January 21 - March 19, 2017
The Laband Art Gallery is pleased to present Psychopomp, an exhibition comprised of works by thirteen contemporary artists. Psychopomp, a term that dates back to ancient Greece, describes different beings who guide us from one place to another, from the unconscious to the conscious, from life to death. They are tricksters, healers, midwives, shape shifters, and border crossers. One of the most recognizable psychopomps is Hermes, the Greek messenger god of trade, thieves, and travelers. We also find psychopomps in contemporary life. Just as Virgil guided Dante through the circles of hell, modern psychopomps help us navigate through physical and virtual spaces, personal turmoil, and political strife.
Visitors to the exhibition will begin their journey before even opening the gallery's doors. As visitors cross a threshold created by artists Patrick Michael Ballard and Nathan Bockelman, they enter a disorienting space where interactive and immersive works act as guides on a voyage of transformation and self-discovery. Books dating back to the 15th century will introduce psychopomps from mythology and literature, such as Virgil in Dante's Inferno. Sandow Birk's illustrations of Inferno bring Dante's story, into our contemporary world. Mowry Baden's Instrument guides visitors through different levels of consciousness by ushering them physically through a prescribed path while their heads remain in darkness. Michael Carter's paintings, made by the use of a pendulum, make visible invisible forces, and invite the visitor to decode their messages. Daniel Dove's large-scale paintings Lindisfarne and Stella exist in an in-between space, showing structures in states of transition, either half ruined or partially reconstructed. Jennifer Moon and laub, in their video 3CE: A Relational Love Odyssey, take the viewer on an inward and cosmic journey to find love and revolution. Liz Nurenberg's interactive sculptures encourage visitors to engage in close proximity and examine the space between oneself and others. Nick Rodrigues' Campfire, invites the viewer to gather around a digital fire and have a moment of reflection to locate themselves in time and space. Liliana Wilson's paintings depict individuals in the middle of traveling and transformation, bringing awareness to the ways politics can create new boundaries and challenges to overcome. Marnie Weber's video The Night of Forevermore takes the viewer on a journey through eerie mythological worlds inhabited by strange creatures, through the eyes of a teenage girl.
Two performances will also guide visitors into other worlds. Ballard and Bockelman's surreal performance depicts the chaos that ensues between teenagers and a wig, conflating fantasy and reality. Jimena Sarno's sound piece, pluto return, symbolically links this world with the underworld, examining collective and individual fears, and how they influence the way we relate to one another, to authority, and power.

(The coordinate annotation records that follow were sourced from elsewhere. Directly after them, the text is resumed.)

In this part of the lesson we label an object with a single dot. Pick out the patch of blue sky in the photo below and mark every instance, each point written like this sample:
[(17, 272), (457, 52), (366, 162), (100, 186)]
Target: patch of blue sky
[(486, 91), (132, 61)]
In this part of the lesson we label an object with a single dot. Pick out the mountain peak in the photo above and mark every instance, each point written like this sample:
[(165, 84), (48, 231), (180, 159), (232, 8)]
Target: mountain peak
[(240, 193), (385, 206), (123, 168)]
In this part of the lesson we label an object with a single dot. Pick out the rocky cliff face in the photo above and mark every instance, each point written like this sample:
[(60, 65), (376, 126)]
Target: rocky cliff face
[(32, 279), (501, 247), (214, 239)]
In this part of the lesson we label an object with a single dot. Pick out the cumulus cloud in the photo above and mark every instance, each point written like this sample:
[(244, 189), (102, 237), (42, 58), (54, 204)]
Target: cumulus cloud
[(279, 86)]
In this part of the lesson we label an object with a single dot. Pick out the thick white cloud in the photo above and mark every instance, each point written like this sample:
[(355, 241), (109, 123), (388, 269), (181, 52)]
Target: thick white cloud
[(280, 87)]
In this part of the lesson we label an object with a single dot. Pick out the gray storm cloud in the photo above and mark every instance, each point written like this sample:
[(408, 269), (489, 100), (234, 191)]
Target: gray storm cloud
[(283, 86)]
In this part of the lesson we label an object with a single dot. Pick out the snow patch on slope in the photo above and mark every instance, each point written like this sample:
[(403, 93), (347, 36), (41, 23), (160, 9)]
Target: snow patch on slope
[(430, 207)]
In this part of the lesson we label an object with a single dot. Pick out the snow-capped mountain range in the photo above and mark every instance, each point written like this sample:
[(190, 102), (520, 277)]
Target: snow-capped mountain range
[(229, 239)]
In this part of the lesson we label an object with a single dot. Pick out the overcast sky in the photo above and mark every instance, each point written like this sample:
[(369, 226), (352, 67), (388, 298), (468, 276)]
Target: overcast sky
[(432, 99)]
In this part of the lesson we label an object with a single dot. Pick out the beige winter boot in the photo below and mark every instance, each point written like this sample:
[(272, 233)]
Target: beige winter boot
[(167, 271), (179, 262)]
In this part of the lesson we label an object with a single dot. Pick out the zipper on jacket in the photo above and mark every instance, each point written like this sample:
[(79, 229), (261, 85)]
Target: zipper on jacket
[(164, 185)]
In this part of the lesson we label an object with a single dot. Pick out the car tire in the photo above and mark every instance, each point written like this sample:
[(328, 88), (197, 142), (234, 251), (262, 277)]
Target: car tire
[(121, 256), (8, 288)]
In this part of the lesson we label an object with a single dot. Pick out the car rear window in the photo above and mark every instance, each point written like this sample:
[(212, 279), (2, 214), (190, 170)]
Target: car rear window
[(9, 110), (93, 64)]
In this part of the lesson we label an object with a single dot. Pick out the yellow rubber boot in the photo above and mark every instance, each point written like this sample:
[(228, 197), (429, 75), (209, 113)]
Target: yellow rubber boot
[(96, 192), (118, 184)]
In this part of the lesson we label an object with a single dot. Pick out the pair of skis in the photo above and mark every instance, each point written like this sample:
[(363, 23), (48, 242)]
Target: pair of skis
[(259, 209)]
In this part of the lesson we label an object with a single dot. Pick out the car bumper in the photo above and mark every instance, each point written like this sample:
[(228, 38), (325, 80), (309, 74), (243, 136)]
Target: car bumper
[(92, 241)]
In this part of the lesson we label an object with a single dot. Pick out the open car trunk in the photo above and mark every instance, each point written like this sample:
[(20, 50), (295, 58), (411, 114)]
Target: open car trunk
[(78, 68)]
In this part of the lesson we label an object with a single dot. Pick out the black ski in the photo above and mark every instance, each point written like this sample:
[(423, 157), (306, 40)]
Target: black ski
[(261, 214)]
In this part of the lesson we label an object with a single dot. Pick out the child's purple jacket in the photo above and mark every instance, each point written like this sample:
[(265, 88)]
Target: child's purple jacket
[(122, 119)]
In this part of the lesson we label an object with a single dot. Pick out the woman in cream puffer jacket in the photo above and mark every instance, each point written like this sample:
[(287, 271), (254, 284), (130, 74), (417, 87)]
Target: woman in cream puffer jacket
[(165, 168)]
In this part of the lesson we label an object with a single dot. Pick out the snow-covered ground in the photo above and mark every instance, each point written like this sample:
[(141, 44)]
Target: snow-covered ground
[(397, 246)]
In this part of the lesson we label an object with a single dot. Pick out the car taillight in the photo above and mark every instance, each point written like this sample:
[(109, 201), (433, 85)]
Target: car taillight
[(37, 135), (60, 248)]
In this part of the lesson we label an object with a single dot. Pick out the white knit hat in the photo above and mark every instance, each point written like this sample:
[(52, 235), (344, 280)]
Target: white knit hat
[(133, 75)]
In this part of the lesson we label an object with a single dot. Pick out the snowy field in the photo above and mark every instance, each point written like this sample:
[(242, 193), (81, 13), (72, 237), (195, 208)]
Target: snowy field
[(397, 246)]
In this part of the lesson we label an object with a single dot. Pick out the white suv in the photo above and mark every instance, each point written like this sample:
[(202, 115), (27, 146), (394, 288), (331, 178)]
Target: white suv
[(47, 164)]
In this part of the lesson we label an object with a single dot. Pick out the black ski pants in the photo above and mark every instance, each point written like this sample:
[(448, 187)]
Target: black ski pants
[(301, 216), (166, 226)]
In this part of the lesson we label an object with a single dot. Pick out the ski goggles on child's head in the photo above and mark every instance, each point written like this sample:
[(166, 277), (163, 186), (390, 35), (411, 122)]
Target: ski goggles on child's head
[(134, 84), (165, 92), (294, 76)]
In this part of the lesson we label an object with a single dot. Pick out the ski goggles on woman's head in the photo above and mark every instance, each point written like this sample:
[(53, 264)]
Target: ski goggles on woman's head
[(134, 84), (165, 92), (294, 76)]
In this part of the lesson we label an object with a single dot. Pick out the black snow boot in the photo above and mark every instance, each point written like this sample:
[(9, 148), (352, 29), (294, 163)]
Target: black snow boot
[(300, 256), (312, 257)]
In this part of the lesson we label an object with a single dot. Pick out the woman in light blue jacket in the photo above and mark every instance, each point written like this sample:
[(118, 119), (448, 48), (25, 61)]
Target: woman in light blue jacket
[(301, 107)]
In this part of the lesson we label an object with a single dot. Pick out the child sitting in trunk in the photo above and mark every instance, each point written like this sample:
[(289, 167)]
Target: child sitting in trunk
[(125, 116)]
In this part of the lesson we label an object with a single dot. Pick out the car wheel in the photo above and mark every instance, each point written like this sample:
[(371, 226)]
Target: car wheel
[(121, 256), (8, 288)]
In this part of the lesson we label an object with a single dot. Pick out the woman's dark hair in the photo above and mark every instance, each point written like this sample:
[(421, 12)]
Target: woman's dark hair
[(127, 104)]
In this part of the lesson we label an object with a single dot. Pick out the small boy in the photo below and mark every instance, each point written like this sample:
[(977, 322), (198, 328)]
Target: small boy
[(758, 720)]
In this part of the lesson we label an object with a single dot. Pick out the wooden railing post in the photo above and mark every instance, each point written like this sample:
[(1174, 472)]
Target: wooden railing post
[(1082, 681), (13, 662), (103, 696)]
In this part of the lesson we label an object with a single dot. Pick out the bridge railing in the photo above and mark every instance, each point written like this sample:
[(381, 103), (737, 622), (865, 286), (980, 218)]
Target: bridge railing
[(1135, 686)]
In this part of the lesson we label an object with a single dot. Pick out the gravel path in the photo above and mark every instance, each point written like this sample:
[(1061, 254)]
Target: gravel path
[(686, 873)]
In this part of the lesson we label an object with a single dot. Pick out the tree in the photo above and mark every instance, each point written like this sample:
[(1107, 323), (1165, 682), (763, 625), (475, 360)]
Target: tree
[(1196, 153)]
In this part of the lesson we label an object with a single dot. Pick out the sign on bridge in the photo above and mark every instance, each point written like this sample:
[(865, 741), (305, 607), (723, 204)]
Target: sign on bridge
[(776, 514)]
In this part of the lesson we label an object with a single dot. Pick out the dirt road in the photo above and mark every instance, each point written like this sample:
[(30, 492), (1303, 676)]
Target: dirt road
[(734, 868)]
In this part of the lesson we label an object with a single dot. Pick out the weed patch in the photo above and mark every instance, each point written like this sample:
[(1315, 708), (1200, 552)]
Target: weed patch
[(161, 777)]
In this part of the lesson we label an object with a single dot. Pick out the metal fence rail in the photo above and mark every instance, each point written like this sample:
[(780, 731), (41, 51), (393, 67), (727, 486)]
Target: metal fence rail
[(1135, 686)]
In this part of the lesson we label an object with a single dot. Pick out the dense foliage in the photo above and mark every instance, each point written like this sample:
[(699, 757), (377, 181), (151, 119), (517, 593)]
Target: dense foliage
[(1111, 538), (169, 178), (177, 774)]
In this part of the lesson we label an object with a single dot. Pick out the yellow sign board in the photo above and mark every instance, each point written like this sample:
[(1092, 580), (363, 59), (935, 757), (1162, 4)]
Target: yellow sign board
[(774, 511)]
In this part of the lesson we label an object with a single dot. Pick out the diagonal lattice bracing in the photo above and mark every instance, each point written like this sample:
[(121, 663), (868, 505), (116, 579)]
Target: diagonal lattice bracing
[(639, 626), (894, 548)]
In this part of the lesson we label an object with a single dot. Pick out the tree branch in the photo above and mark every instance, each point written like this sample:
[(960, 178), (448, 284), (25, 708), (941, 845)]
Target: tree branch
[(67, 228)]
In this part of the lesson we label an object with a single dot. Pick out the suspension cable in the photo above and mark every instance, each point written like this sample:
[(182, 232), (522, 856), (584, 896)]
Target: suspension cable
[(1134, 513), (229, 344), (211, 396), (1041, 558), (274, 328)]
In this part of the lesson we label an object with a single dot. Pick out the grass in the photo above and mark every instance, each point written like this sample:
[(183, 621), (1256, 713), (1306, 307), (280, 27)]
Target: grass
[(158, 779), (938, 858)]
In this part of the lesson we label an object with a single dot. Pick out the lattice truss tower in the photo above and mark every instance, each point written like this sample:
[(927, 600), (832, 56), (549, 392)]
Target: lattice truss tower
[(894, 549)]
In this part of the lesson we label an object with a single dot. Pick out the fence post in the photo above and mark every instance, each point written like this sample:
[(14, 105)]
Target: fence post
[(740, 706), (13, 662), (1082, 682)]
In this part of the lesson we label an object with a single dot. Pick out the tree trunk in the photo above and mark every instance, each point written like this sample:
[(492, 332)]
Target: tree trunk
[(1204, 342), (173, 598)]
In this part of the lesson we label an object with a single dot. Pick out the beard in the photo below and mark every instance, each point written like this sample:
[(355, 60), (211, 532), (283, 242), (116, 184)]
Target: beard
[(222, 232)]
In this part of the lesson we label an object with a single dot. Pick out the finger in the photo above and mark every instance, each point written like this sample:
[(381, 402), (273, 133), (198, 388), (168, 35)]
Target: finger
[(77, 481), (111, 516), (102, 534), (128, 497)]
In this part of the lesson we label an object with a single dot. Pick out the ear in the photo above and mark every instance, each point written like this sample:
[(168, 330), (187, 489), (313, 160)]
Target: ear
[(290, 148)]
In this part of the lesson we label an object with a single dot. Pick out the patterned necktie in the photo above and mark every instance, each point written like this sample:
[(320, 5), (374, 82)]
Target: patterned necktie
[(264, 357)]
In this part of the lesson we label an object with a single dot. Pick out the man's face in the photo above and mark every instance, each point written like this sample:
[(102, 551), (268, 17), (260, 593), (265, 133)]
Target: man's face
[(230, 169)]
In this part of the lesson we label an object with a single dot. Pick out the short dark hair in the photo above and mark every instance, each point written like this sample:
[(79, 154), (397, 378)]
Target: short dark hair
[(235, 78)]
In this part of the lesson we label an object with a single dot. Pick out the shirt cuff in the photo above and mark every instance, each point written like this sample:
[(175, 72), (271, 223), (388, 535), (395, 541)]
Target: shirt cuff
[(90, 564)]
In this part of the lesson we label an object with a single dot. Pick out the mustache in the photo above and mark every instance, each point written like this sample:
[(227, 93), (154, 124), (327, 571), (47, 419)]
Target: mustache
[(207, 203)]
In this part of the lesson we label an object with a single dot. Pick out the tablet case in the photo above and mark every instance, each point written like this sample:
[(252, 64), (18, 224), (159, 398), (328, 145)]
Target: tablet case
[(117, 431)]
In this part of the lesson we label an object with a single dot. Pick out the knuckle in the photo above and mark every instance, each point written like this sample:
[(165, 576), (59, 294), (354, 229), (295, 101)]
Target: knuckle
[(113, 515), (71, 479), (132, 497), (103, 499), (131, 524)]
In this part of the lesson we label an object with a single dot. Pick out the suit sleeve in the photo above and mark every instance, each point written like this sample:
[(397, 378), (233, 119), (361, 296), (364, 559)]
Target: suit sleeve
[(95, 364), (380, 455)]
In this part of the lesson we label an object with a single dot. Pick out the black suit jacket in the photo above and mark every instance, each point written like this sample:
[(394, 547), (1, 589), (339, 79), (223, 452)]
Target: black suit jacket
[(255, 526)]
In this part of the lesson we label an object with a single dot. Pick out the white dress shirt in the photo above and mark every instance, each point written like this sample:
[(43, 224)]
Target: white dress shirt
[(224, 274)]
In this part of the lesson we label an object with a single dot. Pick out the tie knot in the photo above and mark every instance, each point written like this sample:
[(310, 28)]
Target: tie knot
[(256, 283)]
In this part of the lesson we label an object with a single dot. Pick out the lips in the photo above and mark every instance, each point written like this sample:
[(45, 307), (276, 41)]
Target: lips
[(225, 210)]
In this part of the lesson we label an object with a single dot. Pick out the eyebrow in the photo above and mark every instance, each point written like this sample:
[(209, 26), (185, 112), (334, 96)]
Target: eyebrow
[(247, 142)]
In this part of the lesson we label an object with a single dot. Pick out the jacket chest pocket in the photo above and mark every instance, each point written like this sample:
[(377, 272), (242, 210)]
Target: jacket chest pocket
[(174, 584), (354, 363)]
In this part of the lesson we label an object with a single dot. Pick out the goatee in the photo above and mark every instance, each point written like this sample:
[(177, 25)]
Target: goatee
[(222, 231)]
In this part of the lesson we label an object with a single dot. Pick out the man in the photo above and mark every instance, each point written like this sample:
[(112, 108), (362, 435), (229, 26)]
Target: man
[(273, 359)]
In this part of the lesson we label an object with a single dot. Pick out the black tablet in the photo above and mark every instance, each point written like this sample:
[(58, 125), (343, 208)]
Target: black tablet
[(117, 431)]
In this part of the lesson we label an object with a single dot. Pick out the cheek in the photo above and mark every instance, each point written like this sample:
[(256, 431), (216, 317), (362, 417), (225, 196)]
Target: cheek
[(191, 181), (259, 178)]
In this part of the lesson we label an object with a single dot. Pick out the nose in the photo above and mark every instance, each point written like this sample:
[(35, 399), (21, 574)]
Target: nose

The exhibition is curated by Anthony Bodlović, assistant professor in Loyola Marymount University's Marital and Family Therapy Department, Ana Ruth Castillo and Thilini A. Abeygunaratne, current students in the LMU MFT Graduate Program, and Martha Cowley, Class of 2016 graduate of the LMU MFT Program. This exhibition is co-organized by LMU's Marital and Family Therapy Department and the Laband Art Gallery.
Image: Marnie Weber, a film still from The Night of Forevermore, 2012.